In past Franczek Radelet Alerts and webinars, my colleagues and I have talked at length about the potential pitfalls for employers of background checks and the changes that the advent of the Consumer Financial Protection Bureau (CFPB) and the resulting reorganization at the FTC meant for employers. Yes, I know, this is a wage and hour-focused blog, but before you can tackle wage and hour issues, you have to hire employees! Many employers who do background checks have not given much thought to what (if any) documentation they collect from applicants or employees before running them, so with hiring season upon us for many seasonal industries, now is a good time for a reminder about this “pre wage and hour” issue.
The situations we encounter can vary: relying on printed or online forms from a provider like ADP or Paychex, grabbing an application form from the Internet or a mailing list of HR professionals, or sometimes relying on whatever language is on the job application you’ve used for years.
Judy Greenwald, who I have had the pleasure of speaking with in the past on other topics, wrote last month in Business Insurance about a new class action lawsuit filed against Whole Foods’ California division alleging that Whole Foods’ online authorization form used to get job applicants’ approval for criminal background checks violates the federal Fair Credit Reporting Act:
According to the lawsuit filed in U.S. District Court in Oakland, Calif., in Esayas Gezahegne v. Whole Foods Market California Inc., the language in the authorization includes a waiver of claims against those who obtain a consumer reports, in violation of the FCRA. Consumer reports include criminal background checks, credit checks and other similar reports…
The online authorization forms all contained language releasing those who obtained the consumer reports from all liability, in violation of the FCRA’ s requirement that the authorizations be pristine documents that contain nothing other than the required disclosures and the requested authorization. In other words, defendant’s authorization forms were facially invalid,” the lawsuit states.
As I discussed during our webinar on background checks back in 2012, a number of courts have begun requiring employers to draft a standalone disclosure without releases. This lawsuit is one more reminder of that point!
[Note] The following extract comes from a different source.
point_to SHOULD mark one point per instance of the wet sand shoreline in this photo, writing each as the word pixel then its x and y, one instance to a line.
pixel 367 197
Private attorneys are not the only ones scrutinizing background checks. Earlier this month, the Federal Trade Commission and the EEOC released joint guidance on employment background checks that further explains that:
Hiring decisions are among the most important choices for any employer, but the process can be complex. For the first time, the Federal Trade Commission (FTC) and the Equal Employment Opportunity Commission (EEOC) have co-published two short guides on employment background checks that explain the rights and responsibilities of the people on both sides of the desk.
The FTC and the EEOC want employers to know that they need written permission from job applicants before getting background reports about them from a company in the business of compiling background information. Employers also should know that it’s illegal to discriminate based on a person’s race, national origin, sex, religion, disability, or age (40 or older) when requesting or using background information for employment.
At the same time, the agencies want job applicants to know that it’s not illegal for potential employers to ask someone about their background as long as the employer does not unlawfully discriminate. Job applicants also should know that if they’ve been turned down for a job or denied a promotion based on information in a background report, they have a right to review the report for accuracy.
If you haven’t looked at your forms in the last year, now would be a good time to make sure that what you are using won’t run afoul of the FTC, EEOC, and your own applicants.